= William Sherwin (engraver) =

English engraver

William Sherwin (c. 1645–c. 1709) was an English engraver, one of the first to work with mezzotints.

==Life==
He was the son of William Sherwin (1607–1687?), the nonconformist minister, and was born at Wallington, Hertfordshire, where his father was rector around 1645. On his print of his father, dated 1672, he styles himself engraver to the king by patent. He married Elizabeth Pride, great-niece and ward of George Monck, 1st Duke of Albemarle, whose heir-at-law she eventually became, and there exists a pedigree of the Moncks of Potheridge engraved by Sherwin expressly to show his wife's claim to that position.

==Works==
Between 1670 and 1711 he engraved in the line style a number of portraits. These comprise large plates of Charles II, Catherine of Braganza, Prince Rupert, Baron Gerard of Brandon, the Duchess of Cleveland, and Slingsby Bethel. He also made small ones prefixed to books. He engraved the title to John Reynolds's ‘Triumphes of God's Revenge against Murder,’ 1670, several of the plates in Francis Sandford's History of the Coronation of James II, 1687, and the portraits of Dr. William Sermon, prefixed to his works.
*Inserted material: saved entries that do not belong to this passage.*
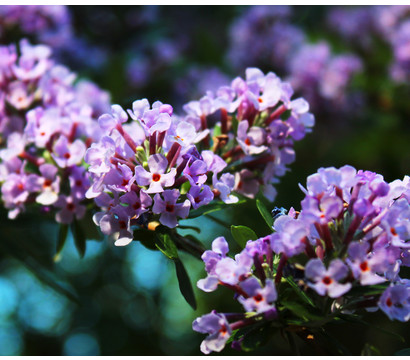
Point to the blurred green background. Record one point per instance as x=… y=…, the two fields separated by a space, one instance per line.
x=129 y=301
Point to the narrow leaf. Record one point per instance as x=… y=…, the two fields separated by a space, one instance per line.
x=242 y=234
x=184 y=283
x=164 y=243
x=265 y=213
x=146 y=238
x=369 y=350
x=62 y=237
x=190 y=227
x=213 y=206
x=402 y=352
x=301 y=310
x=256 y=337
x=79 y=238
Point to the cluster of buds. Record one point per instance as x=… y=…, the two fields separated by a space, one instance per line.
x=352 y=232
x=50 y=24
x=159 y=166
x=46 y=124
x=253 y=124
x=362 y=24
x=311 y=69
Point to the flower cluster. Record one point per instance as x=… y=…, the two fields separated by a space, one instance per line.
x=360 y=25
x=321 y=76
x=50 y=24
x=352 y=233
x=46 y=124
x=160 y=165
x=311 y=68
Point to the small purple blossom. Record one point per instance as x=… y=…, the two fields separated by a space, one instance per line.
x=218 y=329
x=326 y=281
x=169 y=209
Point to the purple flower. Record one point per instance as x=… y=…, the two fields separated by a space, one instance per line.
x=108 y=122
x=169 y=209
x=79 y=182
x=252 y=140
x=48 y=184
x=117 y=221
x=364 y=265
x=395 y=302
x=200 y=195
x=157 y=178
x=289 y=236
x=196 y=172
x=68 y=154
x=326 y=282
x=70 y=208
x=211 y=258
x=136 y=205
x=246 y=183
x=218 y=329
x=260 y=298
x=225 y=186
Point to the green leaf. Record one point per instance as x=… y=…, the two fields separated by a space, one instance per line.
x=213 y=206
x=256 y=337
x=164 y=243
x=335 y=343
x=79 y=238
x=403 y=352
x=357 y=319
x=184 y=283
x=369 y=350
x=265 y=213
x=242 y=234
x=301 y=310
x=190 y=227
x=146 y=238
x=62 y=237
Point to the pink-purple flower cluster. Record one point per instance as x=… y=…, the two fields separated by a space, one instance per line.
x=49 y=24
x=46 y=123
x=249 y=276
x=360 y=25
x=159 y=166
x=352 y=232
x=322 y=77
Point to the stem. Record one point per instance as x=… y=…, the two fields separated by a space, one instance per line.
x=152 y=143
x=279 y=271
x=352 y=229
x=224 y=121
x=127 y=138
x=259 y=269
x=189 y=246
x=276 y=114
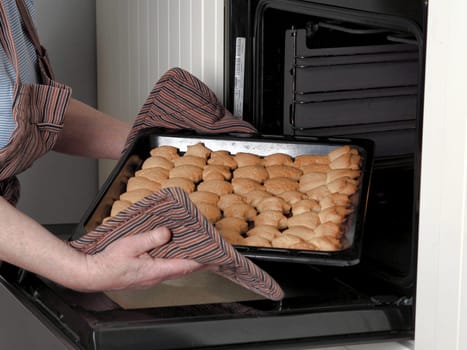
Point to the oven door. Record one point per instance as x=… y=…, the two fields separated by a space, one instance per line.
x=320 y=309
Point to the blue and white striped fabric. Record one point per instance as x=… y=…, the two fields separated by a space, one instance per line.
x=28 y=68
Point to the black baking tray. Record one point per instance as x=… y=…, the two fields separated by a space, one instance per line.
x=261 y=145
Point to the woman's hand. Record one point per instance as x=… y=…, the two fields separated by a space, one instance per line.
x=125 y=264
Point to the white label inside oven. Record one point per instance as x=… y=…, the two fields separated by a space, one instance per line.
x=239 y=76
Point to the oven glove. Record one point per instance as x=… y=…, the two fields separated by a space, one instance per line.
x=193 y=237
x=179 y=100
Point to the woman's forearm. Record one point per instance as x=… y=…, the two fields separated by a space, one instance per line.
x=123 y=264
x=90 y=133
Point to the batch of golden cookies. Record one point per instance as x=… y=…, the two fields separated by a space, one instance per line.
x=276 y=201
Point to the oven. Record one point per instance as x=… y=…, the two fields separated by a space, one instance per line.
x=326 y=70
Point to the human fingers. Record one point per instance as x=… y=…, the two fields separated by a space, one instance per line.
x=174 y=268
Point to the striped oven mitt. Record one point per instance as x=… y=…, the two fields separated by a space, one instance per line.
x=178 y=101
x=193 y=237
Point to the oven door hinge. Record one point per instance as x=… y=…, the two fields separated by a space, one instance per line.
x=392 y=300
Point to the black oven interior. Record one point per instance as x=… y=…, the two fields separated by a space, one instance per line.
x=342 y=69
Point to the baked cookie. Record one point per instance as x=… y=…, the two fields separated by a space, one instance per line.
x=271 y=218
x=198 y=197
x=277 y=159
x=190 y=172
x=154 y=174
x=244 y=186
x=252 y=172
x=246 y=159
x=273 y=203
x=219 y=187
x=222 y=158
x=216 y=172
x=229 y=199
x=135 y=195
x=168 y=152
x=280 y=185
x=308 y=219
x=284 y=171
x=190 y=160
x=240 y=210
x=211 y=212
x=232 y=224
x=198 y=150
x=157 y=162
x=185 y=184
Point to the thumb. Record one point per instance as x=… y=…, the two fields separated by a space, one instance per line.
x=146 y=241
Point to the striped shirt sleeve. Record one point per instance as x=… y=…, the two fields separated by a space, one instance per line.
x=28 y=68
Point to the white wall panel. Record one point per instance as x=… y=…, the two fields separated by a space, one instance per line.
x=139 y=40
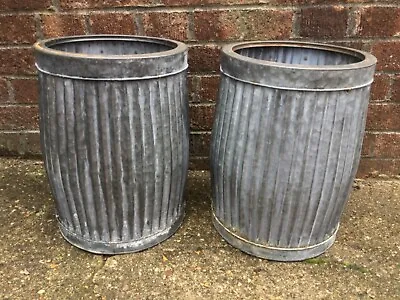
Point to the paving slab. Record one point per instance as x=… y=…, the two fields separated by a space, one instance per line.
x=36 y=263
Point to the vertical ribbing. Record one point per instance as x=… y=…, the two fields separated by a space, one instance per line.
x=117 y=157
x=290 y=158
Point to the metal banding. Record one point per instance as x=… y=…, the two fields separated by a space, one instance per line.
x=111 y=78
x=110 y=56
x=296 y=89
x=295 y=72
x=116 y=147
x=285 y=146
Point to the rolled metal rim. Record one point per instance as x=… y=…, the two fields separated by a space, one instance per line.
x=110 y=66
x=289 y=76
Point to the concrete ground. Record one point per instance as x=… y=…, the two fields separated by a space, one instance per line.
x=36 y=263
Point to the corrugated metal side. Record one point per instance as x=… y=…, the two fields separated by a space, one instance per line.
x=283 y=162
x=116 y=154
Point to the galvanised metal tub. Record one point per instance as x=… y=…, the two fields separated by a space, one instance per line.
x=114 y=133
x=286 y=144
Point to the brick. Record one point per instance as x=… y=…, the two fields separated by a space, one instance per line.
x=379 y=22
x=173 y=25
x=208 y=88
x=204 y=58
x=323 y=22
x=62 y=25
x=381 y=145
x=199 y=163
x=200 y=144
x=25 y=90
x=17 y=29
x=380 y=87
x=112 y=23
x=217 y=25
x=16 y=62
x=396 y=89
x=383 y=117
x=11 y=5
x=4 y=96
x=83 y=4
x=19 y=117
x=267 y=24
x=388 y=56
x=201 y=117
x=373 y=167
x=26 y=144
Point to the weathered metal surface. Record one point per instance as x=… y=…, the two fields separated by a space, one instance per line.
x=286 y=144
x=114 y=133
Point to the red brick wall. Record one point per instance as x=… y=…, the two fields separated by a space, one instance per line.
x=205 y=25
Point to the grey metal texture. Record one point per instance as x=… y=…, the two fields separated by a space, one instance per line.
x=114 y=133
x=286 y=144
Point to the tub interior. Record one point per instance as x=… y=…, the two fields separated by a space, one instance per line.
x=299 y=55
x=112 y=47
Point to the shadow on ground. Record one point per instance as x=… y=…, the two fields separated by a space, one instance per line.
x=36 y=263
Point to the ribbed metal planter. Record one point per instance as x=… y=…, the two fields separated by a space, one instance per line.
x=114 y=133
x=286 y=144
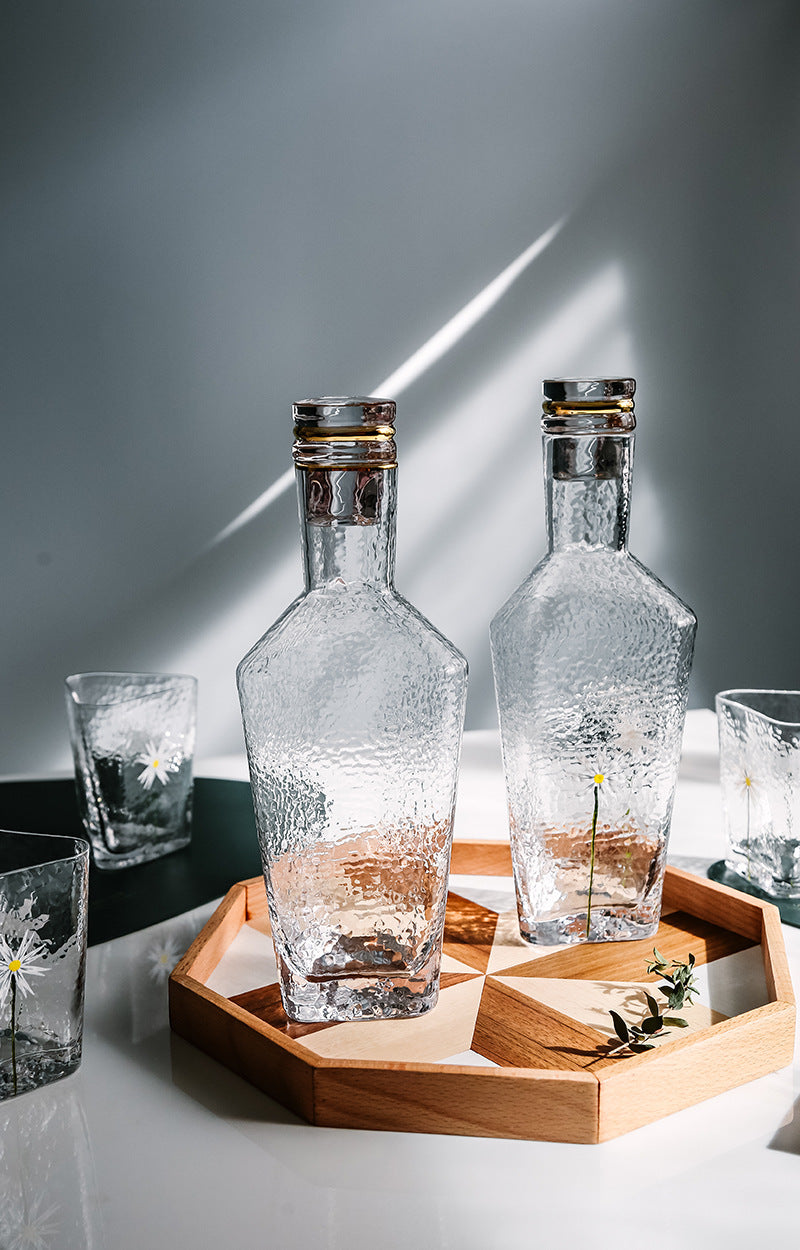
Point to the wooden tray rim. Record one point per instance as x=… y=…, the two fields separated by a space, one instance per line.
x=781 y=1004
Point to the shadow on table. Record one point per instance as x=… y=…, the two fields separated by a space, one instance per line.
x=220 y=1090
x=788 y=1136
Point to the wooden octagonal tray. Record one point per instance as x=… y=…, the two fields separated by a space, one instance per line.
x=518 y=1045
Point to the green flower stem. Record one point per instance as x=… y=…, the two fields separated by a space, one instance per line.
x=591 y=856
x=748 y=830
x=14 y=1030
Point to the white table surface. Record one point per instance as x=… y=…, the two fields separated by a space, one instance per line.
x=151 y=1144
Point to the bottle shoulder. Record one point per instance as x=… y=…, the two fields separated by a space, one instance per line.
x=350 y=625
x=599 y=584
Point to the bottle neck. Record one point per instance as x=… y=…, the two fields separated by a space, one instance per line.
x=588 y=490
x=348 y=525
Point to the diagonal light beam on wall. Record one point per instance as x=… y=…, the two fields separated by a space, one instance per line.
x=418 y=364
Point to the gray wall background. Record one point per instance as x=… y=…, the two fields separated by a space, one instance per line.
x=213 y=208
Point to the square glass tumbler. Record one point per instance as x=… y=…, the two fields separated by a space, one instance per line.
x=760 y=779
x=44 y=883
x=133 y=741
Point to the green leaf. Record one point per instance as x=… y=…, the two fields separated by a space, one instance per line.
x=620 y=1028
x=651 y=1024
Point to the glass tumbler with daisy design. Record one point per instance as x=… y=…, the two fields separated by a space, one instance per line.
x=760 y=779
x=133 y=743
x=591 y=659
x=43 y=950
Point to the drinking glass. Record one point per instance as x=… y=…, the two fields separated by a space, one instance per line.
x=133 y=741
x=760 y=778
x=44 y=881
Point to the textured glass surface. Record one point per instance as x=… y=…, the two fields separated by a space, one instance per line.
x=133 y=743
x=43 y=949
x=591 y=659
x=353 y=706
x=760 y=778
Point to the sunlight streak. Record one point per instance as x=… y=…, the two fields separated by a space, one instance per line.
x=411 y=369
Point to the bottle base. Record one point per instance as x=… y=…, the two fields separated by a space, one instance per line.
x=335 y=999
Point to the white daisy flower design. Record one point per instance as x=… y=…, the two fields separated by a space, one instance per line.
x=38 y=1228
x=16 y=965
x=156 y=764
x=163 y=956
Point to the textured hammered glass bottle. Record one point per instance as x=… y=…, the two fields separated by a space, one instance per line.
x=591 y=659
x=353 y=708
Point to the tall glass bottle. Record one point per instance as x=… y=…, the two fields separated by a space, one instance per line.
x=353 y=708
x=591 y=659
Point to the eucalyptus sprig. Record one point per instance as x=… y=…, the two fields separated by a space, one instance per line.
x=680 y=979
x=680 y=984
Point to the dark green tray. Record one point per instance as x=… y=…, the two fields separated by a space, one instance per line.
x=224 y=849
x=789 y=908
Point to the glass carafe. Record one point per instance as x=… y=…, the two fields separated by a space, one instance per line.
x=353 y=708
x=591 y=659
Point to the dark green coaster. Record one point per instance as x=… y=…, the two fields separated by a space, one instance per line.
x=789 y=908
x=224 y=849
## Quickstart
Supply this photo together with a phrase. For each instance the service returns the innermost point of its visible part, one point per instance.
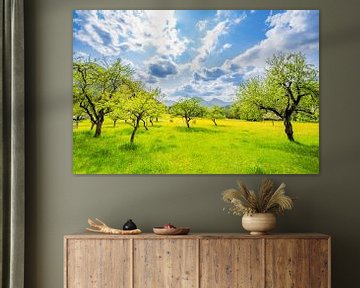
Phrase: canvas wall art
(196, 92)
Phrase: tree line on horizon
(288, 91)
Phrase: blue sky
(195, 53)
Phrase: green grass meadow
(169, 147)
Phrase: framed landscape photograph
(196, 92)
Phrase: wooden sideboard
(197, 260)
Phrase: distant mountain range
(210, 103)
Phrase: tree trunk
(144, 123)
(99, 123)
(136, 126)
(187, 122)
(288, 129)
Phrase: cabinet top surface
(87, 235)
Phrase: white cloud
(113, 31)
(161, 67)
(209, 42)
(290, 31)
(201, 25)
(240, 18)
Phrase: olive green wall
(59, 203)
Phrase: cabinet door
(320, 263)
(231, 263)
(165, 263)
(287, 263)
(98, 263)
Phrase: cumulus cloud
(114, 31)
(162, 67)
(208, 74)
(290, 31)
(210, 41)
(201, 25)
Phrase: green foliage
(215, 113)
(96, 86)
(188, 109)
(288, 90)
(238, 147)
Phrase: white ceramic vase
(259, 223)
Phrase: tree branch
(277, 113)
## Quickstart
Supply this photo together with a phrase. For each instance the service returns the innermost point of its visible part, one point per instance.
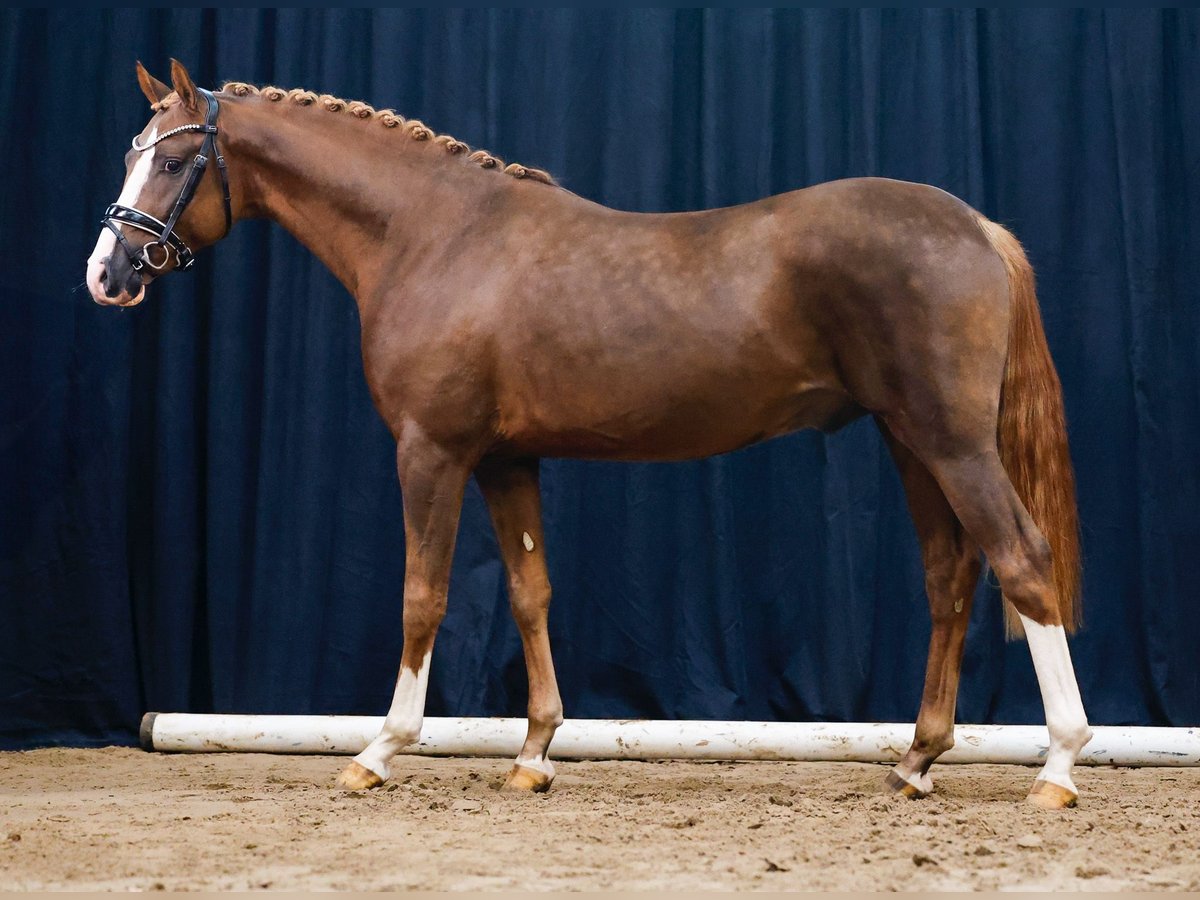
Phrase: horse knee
(529, 600)
(1026, 580)
(424, 610)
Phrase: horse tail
(1032, 432)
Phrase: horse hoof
(522, 778)
(901, 786)
(1048, 795)
(358, 777)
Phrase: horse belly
(675, 426)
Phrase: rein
(165, 232)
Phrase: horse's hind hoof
(904, 787)
(358, 777)
(1048, 795)
(522, 778)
Sherwin was one of the early practitioners of mezzotint, a technique he learned from Prince Rupert. He dedicated to the Prince a pair of large portraits of Charles II and his queen engraved using the method; the former of these is dated 1669, the earliest found on an English mezzotint. Among his other mezzotint plates are portraits of the Duke of Albemarle, Elizabeth Monck, Duchess of Albemarle, Adrian Beverland, and a number of royal personages. Sherwin seems to have worked mainly from his own drawings.